System Metrics

By default, collection of system metrics is disabled. When it is enabled, Fusion continuously indexes system and Solr metrics to the system collection system_metrics. Collection of system metrics is enabled using the Configurations API, like this:

curl -u user:pass -H 'Content-type:application/json' -X PUT -d 'true' "http://localhost:8764/api/apollo/configurations/com.lucidworks.apollo.metrics.enabled"

There are around 600 different metrics available. In this topic we’ve highlighted a few that are likely to be the most useful or interesting to you.

The /system/metrics endpoint of the System API lists all the metrics that the system is currently collecting. Metrics are returned for the current instance only; Fusion instances do not aggregate metrics between nodes.

Types of Metrics Collected

There are several types of metrics:

  • Gauges: These are single values, valid for the point in time at which the metrics are collected.

  • Counters: These are values that are incremented or decremented over time.

  • Meters: These measure the rate of events over time. They include a mean rate, as well as a 1-, 5- and 15-minute moving average. Most of these moving averages are exponentially weighted, so that more recent values contribute more heavily than older values; exceptions to this rule have the word "unweighted" in their name.

  • Histograms: These measure the distribution of values. They will report the minimum, maximum, mean, and the values at the 50th, 75th, 95th, 98th, 99th, and 99.9th percentiles.
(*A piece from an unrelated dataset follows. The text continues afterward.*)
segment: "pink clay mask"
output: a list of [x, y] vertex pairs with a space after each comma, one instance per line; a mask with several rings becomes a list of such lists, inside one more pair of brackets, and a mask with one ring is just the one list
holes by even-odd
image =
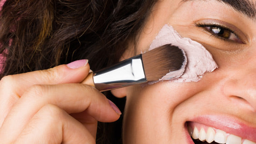
[[[204, 73], [212, 72], [218, 68], [211, 55], [202, 45], [190, 38], [182, 38], [172, 26], [168, 25], [165, 25], [159, 31], [149, 50], [167, 44], [171, 44], [183, 50], [187, 57], [187, 63], [186, 68], [182, 68], [181, 70], [169, 73], [159, 80], [168, 80], [173, 78], [174, 75], [181, 75], [178, 78], [170, 80], [175, 82], [197, 82], [201, 79]], [[185, 69], [183, 74], [181, 73], [181, 71], [183, 71], [182, 69]]]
  • Timers: A timer is a meter combined with a histogram; it measures the length of time that a particular operation takes (both mean duration and moving averages) as well as the distribution of those durations.
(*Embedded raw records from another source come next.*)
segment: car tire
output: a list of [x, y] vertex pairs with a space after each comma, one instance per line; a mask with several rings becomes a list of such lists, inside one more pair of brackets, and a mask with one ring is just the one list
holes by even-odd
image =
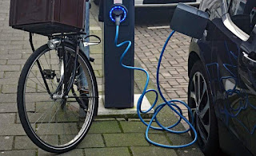
[[[198, 60], [190, 74], [188, 105], [194, 117], [194, 126], [198, 133], [198, 144], [201, 150], [205, 155], [216, 155], [219, 149], [218, 130], [209, 82], [204, 65]], [[190, 115], [189, 118], [192, 122]], [[191, 136], [194, 138], [192, 131]]]
[[94, 2], [95, 5], [98, 6], [101, 0], [94, 0]]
Many of the metrics are for internal use by the system. However, Fusion may ask for a dump of the metrics data (using the System API endpoint) to help diagnose performance issues. Some metrics are also subject to change pending performance tuning and additional testing.

Metrics of Particular Interest

Slow Web Service Calls

For each web service endpoint in the system, the system keeps a list of the last several requests whose request time has been in the 99th percentile – that is, examples of the top 1% of slow requests for that endpoint. These are recorded as com.lucidworks.apollo.resources.serviceName.methodName.weighted.slow.examples, where serviceName is the name of the service and methodName is the name of a valid method for that service.
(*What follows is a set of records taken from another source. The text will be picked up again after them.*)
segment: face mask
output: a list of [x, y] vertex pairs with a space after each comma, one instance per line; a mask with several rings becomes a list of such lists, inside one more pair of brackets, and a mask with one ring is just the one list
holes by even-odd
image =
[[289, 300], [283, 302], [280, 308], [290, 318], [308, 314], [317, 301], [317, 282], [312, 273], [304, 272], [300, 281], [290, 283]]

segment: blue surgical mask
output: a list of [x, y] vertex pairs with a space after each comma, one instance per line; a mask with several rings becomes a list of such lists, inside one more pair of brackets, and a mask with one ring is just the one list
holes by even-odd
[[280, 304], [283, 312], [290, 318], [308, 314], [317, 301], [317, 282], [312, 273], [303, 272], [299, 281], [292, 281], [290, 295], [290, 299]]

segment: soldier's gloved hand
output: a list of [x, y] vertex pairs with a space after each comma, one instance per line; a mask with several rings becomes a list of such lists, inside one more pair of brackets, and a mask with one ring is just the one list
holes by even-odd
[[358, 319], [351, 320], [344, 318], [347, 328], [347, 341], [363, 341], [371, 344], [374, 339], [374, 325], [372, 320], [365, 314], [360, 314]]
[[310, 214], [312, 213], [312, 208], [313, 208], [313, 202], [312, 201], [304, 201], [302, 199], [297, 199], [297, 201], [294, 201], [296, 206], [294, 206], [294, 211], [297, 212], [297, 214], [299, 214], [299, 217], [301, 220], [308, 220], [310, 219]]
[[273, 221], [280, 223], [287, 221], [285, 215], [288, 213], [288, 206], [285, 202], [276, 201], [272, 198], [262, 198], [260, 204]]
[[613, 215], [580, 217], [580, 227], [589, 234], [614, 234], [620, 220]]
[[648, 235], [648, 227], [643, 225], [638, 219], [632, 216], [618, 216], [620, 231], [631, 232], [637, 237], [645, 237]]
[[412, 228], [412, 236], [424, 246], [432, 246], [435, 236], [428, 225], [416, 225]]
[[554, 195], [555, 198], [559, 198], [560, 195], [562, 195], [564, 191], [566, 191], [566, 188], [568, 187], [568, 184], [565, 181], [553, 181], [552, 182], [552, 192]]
This information might be helpful when diagnosing performance issues. Here is an example of the 5 slowest calls to the getCollectionMetrics method of the CollectionResource service:

"com.lucidworks.apollo.resources.CollectionResource.getCollectionMetrics.weighted.slow.examples" : {
      "value" : [ {
        "requestUri" : "http://localhost:8765/api/v1/collections/lws5_metrics/stats",
        "queryParams" : { },
        "userPrincipal" : null,
        "method" : "GET",
        "cookies" : { }
      }, {
        "requestUri" : "http://localhost:8765/api/v1/collections/logs/stats",
        "queryParams" : { },
        "userPrincipal" : null,
        "method" : "GET",
        "cookies" : { }
      }, {
        "requestUri" : "http://localhost:8765/api/v1/collections/logs/stats",
        "queryParams" : { },
        "userPrincipal" : null,
        "method" : "GET",
        "cookies" : { }
      }, {
        "requestUri" : "http://localhost:8765/api/v1/collections/lws5_metrics/stats",
        "queryParams" : { },
        "userPrincipal" : null,
        "method" : "GET",
        "cookies" : { }
      }, {
        "requestUri" : "http://localhost:8765/api/v1/collections/lws5_metrics/stats",
        "queryParams" : { },
        "userPrincipal" : null,
        "method" : "GET",
        "cookies" : { }
      } ]
    }

System Memory

There are several memory-related metrics reported:

  • mem.heap.used: the current amount of heap memory, in bytes, used by the system.

  • mem.heap.max: the maximum amount of heap memory, in bytes, that the system could use.

  • mem.heap.usage: the percentage (0 - 1.0) of available heap memory that the system is currently using (this is equal to mem.heap.used / mem.heap.max).

  • mem.non-heap.used: the current amount of non-heap memory (also called "off-heap memory"), in bytes, used by the system.

  • mem.non-heap.max: the maximum amount of non-heap memory, in bytes, that the system could use.

  • mem.non-heap.usage: the percentage (0 - 1.0) of available non-heap memory that the system is currently using (this is equal to mem.non-heap.used / mem.non-heap.max).

  • mem.total.used: the current total amount of memory (heap plus non-heap), in bytes, used by the system.

  • mem.total.max: the maximum amount of total memory (heap plus non-heap), in bytes, that the system could use.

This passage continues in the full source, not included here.